Regions with significant populations
- Predominantly the Greater Buenos Aires

Languages
- Colombian Spanish; Rioplatense Spanish;

Religion
- Roman Catholicism

Related ethnic groups
- Colombians

= Colombian Argentines =

Colombian Argentines (colombo-argentinos) are Argentine citizens of partial or full Colombian descent, or Colombian citizens who have migrated to and settled in Argentina. As of 2023, there were 119,000 Colombians living in Argentina, most of whom migrated during the 2010s.

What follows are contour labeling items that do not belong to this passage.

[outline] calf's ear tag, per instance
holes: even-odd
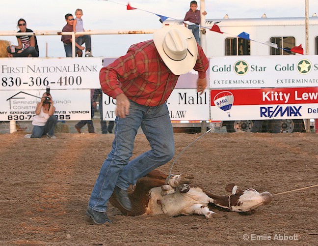
[[[232,195],[236,194],[236,191],[238,190],[238,185],[234,185],[232,188]]]

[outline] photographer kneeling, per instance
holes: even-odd
[[[32,134],[26,134],[25,138],[41,138],[44,135],[48,138],[56,138],[54,135],[54,129],[57,122],[57,118],[53,114],[55,107],[53,100],[50,94],[49,89],[43,94],[41,102],[38,102],[35,114],[32,121],[33,129]]]

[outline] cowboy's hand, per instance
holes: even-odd
[[[123,93],[121,93],[116,97],[117,102],[116,103],[116,109],[115,113],[116,116],[119,116],[121,118],[125,118],[126,115],[129,114],[129,108],[130,102],[127,97]]]
[[[198,78],[197,81],[197,92],[199,92],[199,95],[202,95],[202,93],[204,92],[204,90],[207,87],[207,78],[204,78],[204,79],[200,79],[200,78]]]

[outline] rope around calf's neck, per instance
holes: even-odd
[[[169,174],[168,175],[168,177],[166,179],[165,182],[164,182],[165,184],[168,184],[168,182],[169,181],[169,180],[170,179],[170,178],[171,178],[172,177],[173,177],[173,176],[174,176],[174,175],[172,176],[172,175],[171,175],[171,171],[172,171],[172,168],[173,167],[173,166],[174,165],[174,163],[176,163],[176,161],[177,161],[178,158],[179,157],[180,155],[182,153],[183,153],[185,152],[185,151],[188,148],[188,147],[189,147],[191,145],[192,145],[192,144],[194,144],[195,142],[196,142],[197,141],[198,141],[199,139],[200,139],[201,138],[202,138],[205,134],[206,134],[207,133],[210,132],[210,131],[211,131],[212,130],[214,130],[214,128],[210,128],[209,130],[208,130],[204,133],[203,133],[201,136],[200,136],[198,138],[195,139],[192,143],[190,143],[190,144],[189,144],[187,146],[186,146],[186,148],[185,148],[185,149],[184,149],[183,150],[183,151],[179,153],[179,154],[178,155],[177,157],[176,157],[176,158],[175,159],[175,160],[173,161],[173,163],[172,163],[172,165],[171,165],[171,167],[170,168],[170,170],[169,170]]]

As of 2018, Colombians were the fifth-largest expat community in Argentina, behind Paraguayans, Venezuelans, Bolivians and Chileans. The last census held in Argentina, in 2010, registered 17,576 Colombian migrants living permanently in the country.

==Characteristics==
One of the largest immigrant populations in Argentina, Colombian immigration grew considerably during the 2010s. While the 2001 national census in Argentina registered only 3,876 Colombian citizens residing in Argentina, the following census, held in 2010, registered 17,576, leading a 2016 IOM study characterizing it as an "emergent phenomenon". Many young Colombians choose Argentina as a temporary destination to complete higher education studies, as public universities in Argentina are free of charge, even for non-citizens. For this reason, many young immigrants settle in large urban centers close to major universities, such as Buenos Aires.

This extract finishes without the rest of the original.